The defense has always been there, but it's the offense that has turned Virginia into the ACC's front-runner. Senior Joe Harris, who led the team with 16.3 points per game last season en route to being named all-ACC first team, no longer has to carry the team with his scoring. He's not even the leading scorer anymore.
That title belongs to Malcolm Brogdon, who is scoring 12.3 points per game. Harris is second, averaging 11.5 points per game. Justin Anderson, Anthony Gill and Akil Mitchell all hover around eight points per game and can break out on any given night.
The Cavs' balance has made it a lot harder for opponents to defend them. But Tony Bennett said it all started with Harris willingly sacrificing his individual numbers for the team. Last season, Harris took nearly 12 shots per game. This season, he's down to 8.6 shots per game.
"That's sometimes the loudest or biggest influence for your team," Tony Bennett said. "When it's actually happening with [Harris], that's why I think it's been different guys on different nights. The shots have been distributed equally."
After those early losses, Tony Bennett simplified things offensively and reiterated the need to get the ball inside. What he also hoped for, but did not depend on, was the maturation of freshman point guard London Perrantes.
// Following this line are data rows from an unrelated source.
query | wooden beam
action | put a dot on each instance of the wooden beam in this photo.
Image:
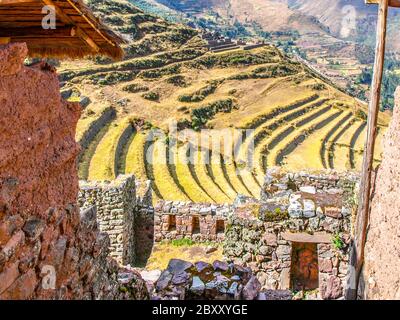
(5, 40)
(392, 3)
(79, 32)
(11, 2)
(373, 111)
(32, 32)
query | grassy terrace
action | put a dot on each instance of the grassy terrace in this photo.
(206, 181)
(185, 177)
(326, 120)
(220, 176)
(312, 145)
(135, 156)
(328, 149)
(359, 147)
(230, 168)
(263, 126)
(341, 148)
(162, 176)
(103, 163)
(279, 139)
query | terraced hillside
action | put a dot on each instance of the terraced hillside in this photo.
(236, 112)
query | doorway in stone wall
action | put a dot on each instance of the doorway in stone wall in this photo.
(304, 267)
(195, 225)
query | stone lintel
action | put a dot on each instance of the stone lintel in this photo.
(320, 237)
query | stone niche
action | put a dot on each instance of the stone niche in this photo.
(49, 249)
(298, 237)
(199, 222)
(125, 216)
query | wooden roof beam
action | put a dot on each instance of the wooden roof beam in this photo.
(32, 32)
(392, 3)
(11, 2)
(78, 31)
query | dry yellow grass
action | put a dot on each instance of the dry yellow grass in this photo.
(219, 177)
(102, 163)
(186, 179)
(273, 153)
(135, 157)
(341, 153)
(308, 152)
(163, 179)
(205, 180)
(163, 252)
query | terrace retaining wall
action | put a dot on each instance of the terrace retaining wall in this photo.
(48, 248)
(198, 222)
(296, 209)
(116, 210)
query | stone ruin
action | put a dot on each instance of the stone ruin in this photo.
(49, 249)
(298, 236)
(198, 222)
(183, 280)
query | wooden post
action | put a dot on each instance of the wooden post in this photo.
(365, 187)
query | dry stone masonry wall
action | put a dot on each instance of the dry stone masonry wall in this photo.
(298, 237)
(116, 212)
(199, 222)
(48, 248)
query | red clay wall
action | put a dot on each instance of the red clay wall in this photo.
(382, 259)
(43, 236)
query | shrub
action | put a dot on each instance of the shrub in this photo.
(177, 80)
(200, 116)
(361, 114)
(182, 242)
(201, 94)
(135, 88)
(152, 96)
(338, 242)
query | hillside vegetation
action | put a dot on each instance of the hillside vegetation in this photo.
(260, 109)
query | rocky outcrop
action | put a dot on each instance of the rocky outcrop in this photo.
(183, 280)
(48, 248)
(382, 263)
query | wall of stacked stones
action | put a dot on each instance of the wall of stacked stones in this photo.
(198, 222)
(296, 208)
(116, 209)
(48, 248)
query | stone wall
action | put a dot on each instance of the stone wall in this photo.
(296, 209)
(199, 222)
(105, 118)
(381, 275)
(116, 212)
(48, 249)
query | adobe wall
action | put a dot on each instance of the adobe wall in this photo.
(48, 248)
(116, 210)
(296, 208)
(124, 215)
(381, 276)
(198, 222)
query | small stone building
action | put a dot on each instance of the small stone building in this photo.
(298, 237)
(198, 222)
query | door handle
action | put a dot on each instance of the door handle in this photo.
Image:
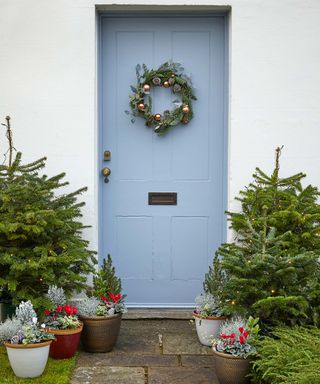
(106, 173)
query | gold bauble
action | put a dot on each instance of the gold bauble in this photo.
(185, 120)
(141, 106)
(185, 109)
(146, 88)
In conference play, Perrantes ranks sixth in the league with 4.1 assists per game. He also ranks first in league play in assist-to-turnover ratio.
The conversations between father and son nowadays have less to do with lamenting Virginia's troubles. They're more about closing out the season strong. The Cavs have a chance to win their first ACC title since sharing it in 2007 with North Carolina.
"It comes down to your quality," Tony Bennett said. "I'm not as worried about results, but what it looks like."
Dick Bennett will finally get a chance to see what it looks like firsthand. He said he plans on attending the ACC Tournament in Greensboro, N.C. But until then, he's content to not watch the hottest team in the league.
"I'm thrilled for them, I truly am," Dick Bennett said. "But it's not over. ... I just prefer to stay out of the picture and let him tell me about it."